Der scheidende Bethel-Chef Ulrich Pohl sieht angesichts der Spardebatten auch die künftige Finanzierung der Angebote für Menschen mit Einschränkungen in Gefahr. Die finanzielle Ausstattung der Kommunen sei schlecht, das sei ein großes Risiko, sagte der 68-jährige Vorstandsvorsitzende der v. Bodelschwinghschen Stiftungen Bethel am Freitag in Bielefeld. In ostdeutschen Bundesländern wie Sachsen-Anhalt, in denen bei den nächsten Landtagswahlen mit einer stärkeren AfD gerechnet wird, werde es auch um die Frage gehen, wie weit Menschen mit Behinderungen unterstützt würden.

Der Theologe Pohl wird nach 18 Jahren als Vorstandsvorsitzender am Monatsende in den Ruhestand verabschiedet. Sein Nachfolger, der bisherige stellvertretende Vorsitzende Pastor Bartolt Haase, übernimmt zum 1. Februar den Vorstandsvorsitz.

Für mehr Teilhabe von Menschen mit Behinderungen hält Pohl einen Mentalitätswandel für nötig. Es gehe darum, gesellschaftlich ein Bewusstsein zu schaffen, „dass Menschen mit Behinderung genauso ein Recht auf Teilhabe haben wie alle anderen auch“. Menschen mit Einschränkungen hätten inzwischen eine deutliche Stimme in der Gesellschaft bekommen. Es sei aber noch längst nicht alles gelungen. Hier müssten sowohl die Politik wie auch die Medien „noch eine Menge leisten“.

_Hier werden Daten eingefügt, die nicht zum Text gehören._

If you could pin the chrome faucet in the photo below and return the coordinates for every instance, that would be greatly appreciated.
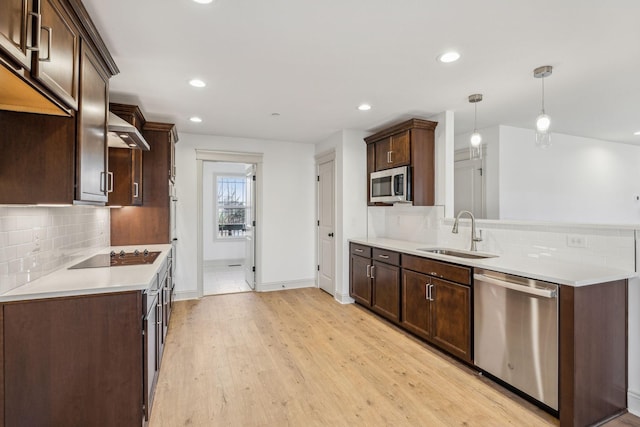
(474, 239)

Der in Essen geborene Pohl trat 2008 sein Amt als neunter Bethel-Leiter an, er folgte damals auf den Theologen Friedrich Schophaus. Davor hatte Pohl in Bethel die Zentrale Öffentlichkeitsarbeit „Dankort“ geleitet, die für Spendenwesen, Pressearbeit und Besucherbetreuung zuständig ist.

Die v. Bodelschwinghschen Stiftungen Bethel mit Hauptsitz in Bielefeld sind eines der größten diakonischen Unternehmen Europas. In den Einrichtungen in acht Bundesländern sind fast 25.000 Mitarbeitende für Menschen mit Behinderungen, Seniorinnen und Senioren, in Hospizen oder in der Obdachlosenhilfe im Einsatz.